Re: RFC: sapply() limitation from vector to matrix, but not further

Martin Maechler
On Tue, Dec 28, 2010 at 19:14, Tony Plate <[hidden email]> wrote:

> The abind() function from the abind package is an alternative here -- it can
> take a list argument, which makes it easy to use with the result of
> lapply().  It's also able take direction about which dimension to join on.
>
>> x <- list(a=1,b=2,c=3)
>> f <- function(v) matrix(v, nrow=2, ncol=4)
>> sapply(x, f)
>     a b c
> [1,] 1 2 3
> [2,] 1 2 3
> [3,] 1 2 3
> [4,] 1 2 3
> [5,] 1 2 3
> [6,] 1 2 3
> [7,] 1 2 3
> [8,] 1 2 3
>>
>> # The 'along=' argument to abind() determines on which dimension
>> # the list elements are joined.  Use a fractional value to put the new
>> # dimension between existing ones.
>>
>> dim(abind(lapply(x, f), along=0))
> [1] 3 2 4
>> dim(abind(lapply(x, f), along=1.5))
> [1] 2 3 4
>> dim(abind(lapply(x, f), along=3))
> [1] 2 4 3
>> abind(lapply(x, f), along=3)
> , , a
>
>     [,1] [,2] [,3] [,4]
> [1,]    1    1    1    1
> [2,]    1    1    1    1
>
> , , b
>
>     [,1] [,2] [,3] [,4]
> [1,]    2    2    2    2
> [2,]    2    2    2    2
>
> , , c
>
>     [,1] [,2] [,3] [,4]
> [1,]    3    3    3    3
> [2,]    3    3    3    3
>

Thank you, Tony.
Indeed, yes,  abind() is nice here (and in the good ol' APL spirit !)

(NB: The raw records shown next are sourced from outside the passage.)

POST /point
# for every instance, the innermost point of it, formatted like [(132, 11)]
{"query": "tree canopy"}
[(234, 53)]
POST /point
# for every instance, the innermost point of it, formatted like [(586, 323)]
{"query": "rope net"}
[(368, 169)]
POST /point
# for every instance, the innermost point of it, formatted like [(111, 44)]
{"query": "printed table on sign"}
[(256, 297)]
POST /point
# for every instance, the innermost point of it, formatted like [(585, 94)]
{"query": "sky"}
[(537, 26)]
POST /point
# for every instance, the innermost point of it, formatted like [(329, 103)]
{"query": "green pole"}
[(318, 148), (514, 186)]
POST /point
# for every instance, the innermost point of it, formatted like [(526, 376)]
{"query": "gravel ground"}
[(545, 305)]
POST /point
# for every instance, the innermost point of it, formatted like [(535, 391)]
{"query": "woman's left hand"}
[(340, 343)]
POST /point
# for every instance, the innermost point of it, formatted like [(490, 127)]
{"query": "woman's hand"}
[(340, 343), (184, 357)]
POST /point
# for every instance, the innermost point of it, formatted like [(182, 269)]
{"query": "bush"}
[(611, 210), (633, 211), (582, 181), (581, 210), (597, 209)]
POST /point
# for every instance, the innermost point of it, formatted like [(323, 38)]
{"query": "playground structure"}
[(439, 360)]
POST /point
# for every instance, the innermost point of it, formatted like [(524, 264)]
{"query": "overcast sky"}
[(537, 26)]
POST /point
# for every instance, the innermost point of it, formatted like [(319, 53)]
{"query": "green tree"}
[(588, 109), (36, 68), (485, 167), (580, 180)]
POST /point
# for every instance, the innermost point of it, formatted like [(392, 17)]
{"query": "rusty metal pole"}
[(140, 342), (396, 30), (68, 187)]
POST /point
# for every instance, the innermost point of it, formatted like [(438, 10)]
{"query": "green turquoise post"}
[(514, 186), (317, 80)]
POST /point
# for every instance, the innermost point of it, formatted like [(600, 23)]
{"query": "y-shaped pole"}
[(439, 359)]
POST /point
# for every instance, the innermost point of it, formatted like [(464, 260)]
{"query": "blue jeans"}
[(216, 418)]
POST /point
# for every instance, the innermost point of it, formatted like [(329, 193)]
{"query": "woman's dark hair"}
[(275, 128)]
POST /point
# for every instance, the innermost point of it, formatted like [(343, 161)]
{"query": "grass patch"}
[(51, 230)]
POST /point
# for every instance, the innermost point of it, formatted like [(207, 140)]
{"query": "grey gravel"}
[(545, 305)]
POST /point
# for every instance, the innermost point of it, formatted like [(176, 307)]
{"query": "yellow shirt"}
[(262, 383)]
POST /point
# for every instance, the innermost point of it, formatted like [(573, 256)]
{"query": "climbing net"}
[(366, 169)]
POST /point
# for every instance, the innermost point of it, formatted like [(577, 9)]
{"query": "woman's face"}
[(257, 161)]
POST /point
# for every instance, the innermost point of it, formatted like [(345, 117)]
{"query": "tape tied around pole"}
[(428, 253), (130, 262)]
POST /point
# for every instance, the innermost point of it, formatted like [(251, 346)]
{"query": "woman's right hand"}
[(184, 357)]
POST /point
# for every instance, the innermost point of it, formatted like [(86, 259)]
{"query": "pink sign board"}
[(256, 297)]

Wanting to keep things both simple *and* fast here, of course,
hence I currently contemplate the following code,
where the new  simplify2array()  is  considerably simpler than  abind():

##' "Simplify" a list of commonly structured components into an array.
##'
##' @title simplify list() to an array if the list elements are
structurally equal
##' @param x a list, typically resulting from lapply()
##' @param higher logical indicating if an array() of "higher rank"
##'  should be returned when appropriate, namely when all elements of
##' \code{x} have the same \code{\link{dim}()}ension.
##' @return x itself, or an array if the simplification "is sensible"
simplify2array <- function(x, higher = TRUE)
{
    if(length(common.len <- unique(unlist(lapply(x, length)))) > 1L)
        return(x)
    if(common.len == 1L)
        unlist(x, recursive = FALSE)
    else if(common.len > 1L) {
        n <- length(x)
        ## make sure that array(*) will not call rep() {e.g. for 'call's}:
        r <- as.vector(unlist(x, recursive = FALSE))
        if(higher && length(c.dim <- unique(lapply(x, dim))) == 1 &&
           is.numeric(c.dim <- c.dim[[1L]]) &&
           prod(d <- c(c.dim, n)) == length(r)) {

            iN1 <- is.null(n1 <- dimnames(x[[1L]]))
            n2 <- names(x)
            dnam <-
                if(!(iN1 && is.null(n2)))
                    c(if(iN1) rep.int(list(n1), length(c.dim)) else n1,
                      list(n2)) ## else NULL
            array(r, dim = d, dimnames = dnam)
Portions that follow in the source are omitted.